Александр Петриков специально для «Кашина»

Ключевой вопрос этих суток – был ли Путин в ярости, когда узнал.

Чтобы не томить, ответим сразу: да, конечно, был в ярости. Рвал и метал. Дальше, видимо, было что-то вроде дознания, когда обзванивается круг самых очевидных подозреваемых, и каждого спрашивают – Ты, ты, ты? И когда кто-то отвечает, что да, это я, – тогда с ним происходит разговор в том духе, что как же это ты, братец, так переусердствовал; наказания не последует, более того, на аппаратной и политической судьбе преступника это никак не скажется, и вся государственная машина (следователи, судьи, пропаганда) начнет работать на то, чтобы отвести подозрение от того, кто это сделал. Это закон, никак не зависящий от конкретных обстоятельств и имен – с давних уже пор у нас на любое преступление, в котором можно заподозрить государство, первой государственной реакцией оказывается заметание следов. Они еще сами не знают, кто это сделал и почему (кто сбил «боинг», кто убил Немцова и т.п.), но с первых же минут начинают вот это – да может, он сам себя, да может, провокация, подставили, сакральная жертва и все такое. Рефлекс, фоновая реакция, которую правильнее интерпретировать даже не как «да, это мы», а чуть менее уверенно – «да, это могли быть мы, и на всякий случай мы сразу соврем, а потом будем разбираться».

Сюжетов такого рода за двадцать лет скопилось достаточно, чтобы искать закономерности, и правильнее будет сначала обозначить две крайности. Первая: злой Путин в своем логове сидит и придумывает всевозможные зверства – взорвать дома (1999), посадить Ходорковского (2003), убить Политковскую (2006), замучить Магнитского (2009), покалечить Кашина (2010), сбить «боинг» (2014), убить Немцова (2015), отравить Скрипаля (2018), отравить Верзилова (2018), арестовать Голунова (2019), отравить Навального (2020). Такой, значит, доктор Зло, кинематографический преступник, до сих пор не встречавшийся в реальной жизни. Понятно, что в такое мы не верим. Тогда крайность вторая: в том же логове сидит глупый прекраснодушный Путин, увлеченный, скажем, историей Второй мировой войны, пишет статью про поляков, а за его спиной всевозможные злодеи занимаются своими злодейскими делами – Сечин сажает Ходорковского, Кадыров убивает Политковскую и Немцова, Шойгу сбивает самолет, следователь Карпов и тюремщики доводят до смерти Магнитского, Турчак избивает Кашина, полицейские подбрасывают Голунову наркотики, Петров с Бошировым травят Скрипаля, а Пригожин – Верзилова и Навального.
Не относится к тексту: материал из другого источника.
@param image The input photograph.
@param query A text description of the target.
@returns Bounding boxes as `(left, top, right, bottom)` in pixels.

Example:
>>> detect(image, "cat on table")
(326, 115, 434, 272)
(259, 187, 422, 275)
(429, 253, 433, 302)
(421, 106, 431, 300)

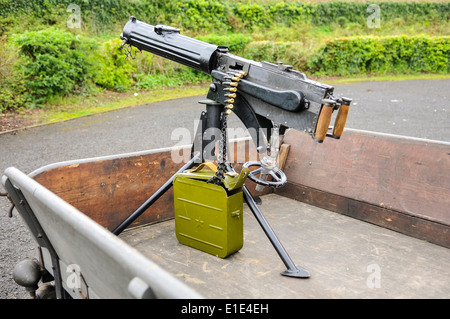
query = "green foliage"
(175, 0, 230, 32)
(1, 1, 448, 35)
(0, 1, 449, 112)
(243, 41, 311, 71)
(92, 38, 136, 92)
(0, 0, 130, 34)
(0, 36, 28, 111)
(310, 35, 450, 76)
(195, 33, 253, 53)
(12, 28, 97, 107)
(234, 2, 268, 30)
(136, 67, 208, 90)
(12, 28, 98, 105)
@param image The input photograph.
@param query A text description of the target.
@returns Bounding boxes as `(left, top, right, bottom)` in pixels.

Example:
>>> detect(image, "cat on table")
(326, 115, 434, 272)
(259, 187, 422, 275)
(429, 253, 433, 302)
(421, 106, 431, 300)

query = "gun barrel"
(121, 17, 220, 74)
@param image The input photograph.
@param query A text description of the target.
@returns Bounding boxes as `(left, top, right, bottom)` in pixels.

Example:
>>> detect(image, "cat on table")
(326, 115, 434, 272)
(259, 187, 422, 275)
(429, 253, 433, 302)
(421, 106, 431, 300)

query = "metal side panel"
(2, 167, 203, 299)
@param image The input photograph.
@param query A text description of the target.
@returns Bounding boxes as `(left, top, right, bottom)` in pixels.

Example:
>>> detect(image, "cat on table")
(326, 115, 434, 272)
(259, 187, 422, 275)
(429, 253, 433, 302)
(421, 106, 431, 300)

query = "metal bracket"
(3, 179, 67, 298)
(0, 191, 15, 217)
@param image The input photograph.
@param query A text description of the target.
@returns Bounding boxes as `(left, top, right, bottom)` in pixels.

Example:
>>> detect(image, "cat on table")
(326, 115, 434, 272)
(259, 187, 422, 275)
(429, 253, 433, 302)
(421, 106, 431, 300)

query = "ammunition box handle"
(189, 162, 218, 173)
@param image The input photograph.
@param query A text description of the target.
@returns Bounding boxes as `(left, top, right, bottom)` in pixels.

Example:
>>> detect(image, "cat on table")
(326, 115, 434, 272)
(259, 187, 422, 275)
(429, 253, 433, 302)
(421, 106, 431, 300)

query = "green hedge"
(149, 1, 450, 32)
(0, 36, 27, 111)
(1, 0, 449, 33)
(1, 1, 449, 111)
(310, 35, 450, 76)
(195, 33, 253, 52)
(92, 38, 136, 92)
(3, 27, 211, 108)
(7, 29, 136, 108)
(3, 31, 449, 110)
(12, 28, 98, 104)
(242, 41, 310, 71)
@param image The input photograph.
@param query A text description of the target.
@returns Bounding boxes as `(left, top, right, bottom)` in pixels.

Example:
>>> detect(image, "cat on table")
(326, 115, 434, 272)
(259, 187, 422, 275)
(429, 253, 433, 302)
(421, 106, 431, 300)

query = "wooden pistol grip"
(332, 103, 350, 138)
(314, 104, 334, 142)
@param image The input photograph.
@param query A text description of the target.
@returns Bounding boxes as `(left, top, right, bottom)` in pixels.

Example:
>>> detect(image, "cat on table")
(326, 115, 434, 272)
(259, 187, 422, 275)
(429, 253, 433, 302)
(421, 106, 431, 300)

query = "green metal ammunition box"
(173, 164, 249, 258)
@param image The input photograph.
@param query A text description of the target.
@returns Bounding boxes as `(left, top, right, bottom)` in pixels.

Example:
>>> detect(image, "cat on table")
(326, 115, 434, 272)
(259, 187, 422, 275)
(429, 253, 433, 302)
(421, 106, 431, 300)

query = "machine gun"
(120, 17, 351, 187)
(117, 17, 352, 278)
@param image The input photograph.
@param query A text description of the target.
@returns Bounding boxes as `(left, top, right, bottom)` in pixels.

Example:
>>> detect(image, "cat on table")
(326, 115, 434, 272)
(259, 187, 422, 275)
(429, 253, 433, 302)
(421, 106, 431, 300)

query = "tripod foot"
(281, 266, 310, 278)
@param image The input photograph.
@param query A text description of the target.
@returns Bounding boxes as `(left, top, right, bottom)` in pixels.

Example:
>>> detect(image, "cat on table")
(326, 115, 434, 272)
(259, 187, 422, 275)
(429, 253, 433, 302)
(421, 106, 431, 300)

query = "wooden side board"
(32, 148, 183, 231)
(31, 139, 263, 231)
(30, 128, 449, 248)
(277, 128, 450, 248)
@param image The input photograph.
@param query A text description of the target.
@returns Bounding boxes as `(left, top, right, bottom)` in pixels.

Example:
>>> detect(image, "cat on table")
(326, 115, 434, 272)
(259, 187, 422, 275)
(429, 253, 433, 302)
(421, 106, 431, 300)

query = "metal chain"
(121, 41, 140, 61)
(217, 111, 228, 177)
(207, 70, 247, 185)
(208, 112, 227, 185)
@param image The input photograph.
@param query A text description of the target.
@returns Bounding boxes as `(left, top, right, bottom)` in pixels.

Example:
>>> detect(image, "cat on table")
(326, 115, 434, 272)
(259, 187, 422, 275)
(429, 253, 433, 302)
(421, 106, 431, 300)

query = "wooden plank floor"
(120, 194, 450, 299)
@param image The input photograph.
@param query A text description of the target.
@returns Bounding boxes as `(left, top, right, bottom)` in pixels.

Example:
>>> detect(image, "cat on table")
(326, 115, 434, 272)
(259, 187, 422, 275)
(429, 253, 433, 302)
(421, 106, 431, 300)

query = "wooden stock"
(332, 103, 350, 138)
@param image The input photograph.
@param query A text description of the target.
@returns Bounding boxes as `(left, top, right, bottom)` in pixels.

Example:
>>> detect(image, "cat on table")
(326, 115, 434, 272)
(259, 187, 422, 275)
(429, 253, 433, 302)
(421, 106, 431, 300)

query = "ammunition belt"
(207, 70, 247, 185)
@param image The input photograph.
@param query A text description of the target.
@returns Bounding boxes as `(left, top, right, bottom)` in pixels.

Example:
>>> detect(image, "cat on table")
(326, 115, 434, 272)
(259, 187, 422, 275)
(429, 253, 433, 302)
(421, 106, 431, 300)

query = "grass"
(22, 83, 209, 127)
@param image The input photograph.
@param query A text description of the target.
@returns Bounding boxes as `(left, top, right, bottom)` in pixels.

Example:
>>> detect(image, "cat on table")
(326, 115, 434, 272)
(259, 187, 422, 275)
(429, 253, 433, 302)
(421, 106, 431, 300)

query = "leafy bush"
(1, 1, 449, 112)
(0, 36, 28, 111)
(242, 41, 312, 71)
(136, 67, 208, 90)
(0, 0, 131, 34)
(175, 0, 230, 32)
(195, 33, 253, 53)
(2, 1, 448, 34)
(12, 28, 98, 104)
(310, 35, 450, 76)
(92, 38, 136, 92)
(233, 2, 268, 30)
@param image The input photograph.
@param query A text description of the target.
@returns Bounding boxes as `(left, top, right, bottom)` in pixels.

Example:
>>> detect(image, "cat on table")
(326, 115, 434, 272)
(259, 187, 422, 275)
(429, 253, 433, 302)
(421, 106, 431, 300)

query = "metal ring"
(242, 161, 287, 188)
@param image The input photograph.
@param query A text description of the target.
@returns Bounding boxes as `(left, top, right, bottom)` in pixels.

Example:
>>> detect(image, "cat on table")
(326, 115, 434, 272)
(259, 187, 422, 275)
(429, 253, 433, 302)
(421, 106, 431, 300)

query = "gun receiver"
(121, 16, 352, 146)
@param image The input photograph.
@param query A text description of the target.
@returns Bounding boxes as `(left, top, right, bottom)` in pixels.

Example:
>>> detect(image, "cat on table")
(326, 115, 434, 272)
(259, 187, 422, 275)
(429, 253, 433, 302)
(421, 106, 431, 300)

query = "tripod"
(113, 99, 310, 278)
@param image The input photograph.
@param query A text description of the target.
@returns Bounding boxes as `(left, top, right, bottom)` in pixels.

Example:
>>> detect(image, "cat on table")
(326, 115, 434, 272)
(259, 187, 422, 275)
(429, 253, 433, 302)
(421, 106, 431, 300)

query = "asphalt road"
(0, 79, 449, 298)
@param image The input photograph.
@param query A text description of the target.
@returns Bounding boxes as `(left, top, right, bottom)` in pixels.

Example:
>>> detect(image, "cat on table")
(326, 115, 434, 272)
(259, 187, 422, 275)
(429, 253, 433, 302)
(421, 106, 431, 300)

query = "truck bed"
(120, 194, 450, 299)
(6, 128, 447, 299)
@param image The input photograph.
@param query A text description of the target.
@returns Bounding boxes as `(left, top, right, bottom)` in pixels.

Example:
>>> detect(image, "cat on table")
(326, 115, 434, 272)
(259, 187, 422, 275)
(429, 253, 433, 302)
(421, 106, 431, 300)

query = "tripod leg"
(242, 186, 310, 278)
(112, 152, 200, 235)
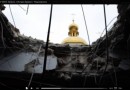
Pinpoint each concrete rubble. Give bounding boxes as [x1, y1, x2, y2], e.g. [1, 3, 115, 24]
[0, 4, 130, 89]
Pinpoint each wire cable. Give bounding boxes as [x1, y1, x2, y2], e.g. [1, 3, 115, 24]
[98, 4, 109, 86]
[26, 4, 29, 15]
[72, 15, 117, 73]
[81, 5, 91, 46]
[99, 16, 117, 38]
[42, 4, 53, 76]
[82, 61, 96, 87]
[81, 5, 118, 87]
[9, 5, 16, 28]
[27, 44, 42, 88]
[18, 4, 26, 12]
[86, 16, 117, 62]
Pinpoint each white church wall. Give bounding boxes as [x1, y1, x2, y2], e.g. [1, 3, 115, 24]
[0, 52, 57, 73]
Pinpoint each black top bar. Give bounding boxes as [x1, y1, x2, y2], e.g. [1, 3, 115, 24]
[0, 0, 130, 4]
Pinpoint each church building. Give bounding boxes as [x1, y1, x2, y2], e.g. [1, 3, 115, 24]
[62, 20, 87, 46]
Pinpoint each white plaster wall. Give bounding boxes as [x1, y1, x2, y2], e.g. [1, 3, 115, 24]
[0, 52, 57, 73]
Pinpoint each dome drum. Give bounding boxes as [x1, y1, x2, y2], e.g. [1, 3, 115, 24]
[68, 31, 79, 36]
[62, 20, 87, 45]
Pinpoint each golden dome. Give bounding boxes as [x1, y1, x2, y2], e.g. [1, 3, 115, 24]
[62, 20, 88, 45]
[62, 36, 87, 45]
[69, 22, 78, 30]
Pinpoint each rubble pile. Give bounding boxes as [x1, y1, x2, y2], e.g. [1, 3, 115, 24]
[0, 4, 130, 88]
[0, 4, 45, 58]
[86, 4, 130, 73]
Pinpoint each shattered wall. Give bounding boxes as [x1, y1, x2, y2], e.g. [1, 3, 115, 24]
[0, 4, 130, 88]
[0, 4, 89, 74]
[0, 4, 58, 73]
[87, 4, 130, 72]
[0, 4, 130, 74]
[0, 52, 57, 73]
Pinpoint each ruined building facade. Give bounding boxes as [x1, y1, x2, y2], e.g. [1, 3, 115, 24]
[0, 4, 130, 89]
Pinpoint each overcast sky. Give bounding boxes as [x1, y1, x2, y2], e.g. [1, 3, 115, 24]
[3, 4, 118, 44]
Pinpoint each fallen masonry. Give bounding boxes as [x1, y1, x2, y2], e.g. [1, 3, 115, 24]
[0, 4, 130, 89]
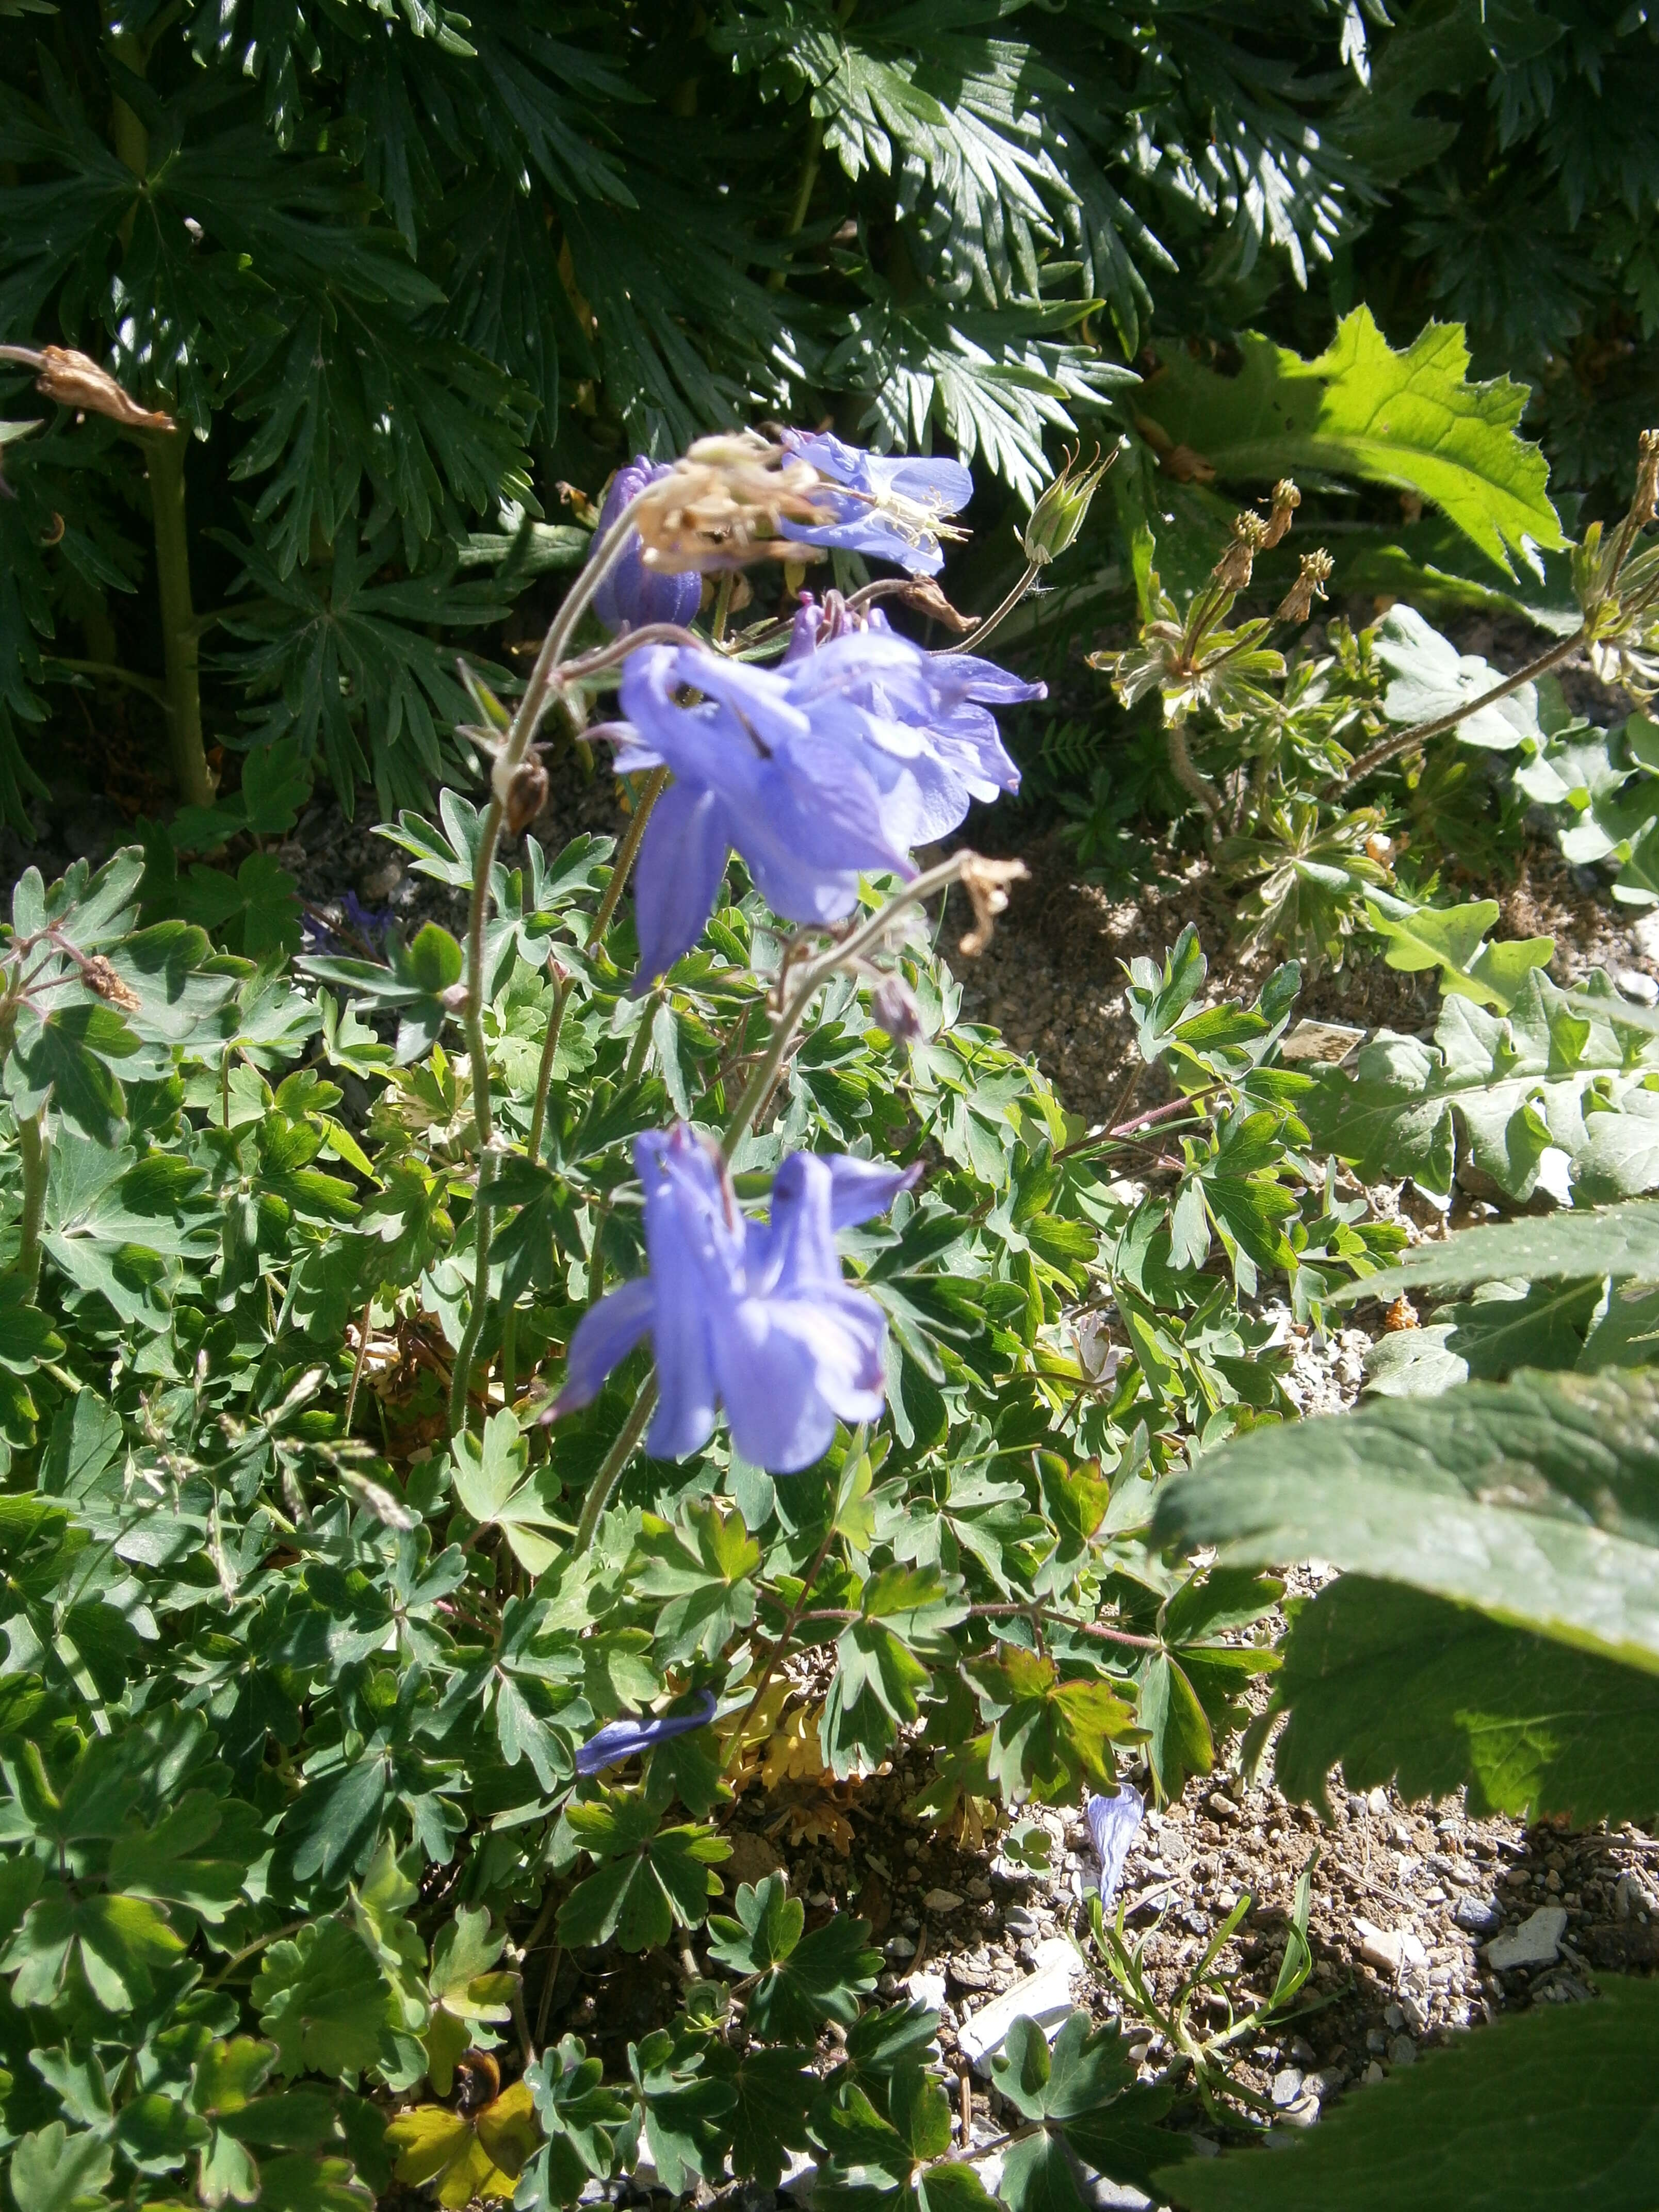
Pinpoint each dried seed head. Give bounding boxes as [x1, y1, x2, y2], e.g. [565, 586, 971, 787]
[631, 431, 832, 573]
[957, 855, 1028, 958]
[892, 574, 980, 632]
[33, 347, 175, 434]
[1274, 548, 1334, 625]
[1022, 443, 1116, 565]
[1260, 478, 1301, 549]
[82, 954, 141, 1011]
[1212, 512, 1270, 594]
[1636, 429, 1659, 526]
[503, 752, 549, 835]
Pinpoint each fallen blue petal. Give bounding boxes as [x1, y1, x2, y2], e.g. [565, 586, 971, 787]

Все действуют по собственной инициативе, все исходят из того, что Путину до них нет дела. Каждое преступление таким образом можно воспринимать как эксцесс исполнителя, поставленного на определенный участок и однажды переусердствовавшего.

Вторая крайность, и это бросается в глаза, выглядит гораздо правдоподобнее первой, но есть важное уточнение. Если каждый исполнитель после каждого эксцесса остается безнаказанным и не лишается не только свободы, но даже и должности (а мы ведь и о наградах ничего не знаем), то эксцессы легко объединяются в систему. Преступления людей высшего номенклатурного круга не похожи друг на друга ни по манере исполнения, ни по уровню скандальности, ни по масштабу жертвы, но заканчивается все одинаково: уводя преступников от ответственности, Путин зачем-то берет ответственность на себя.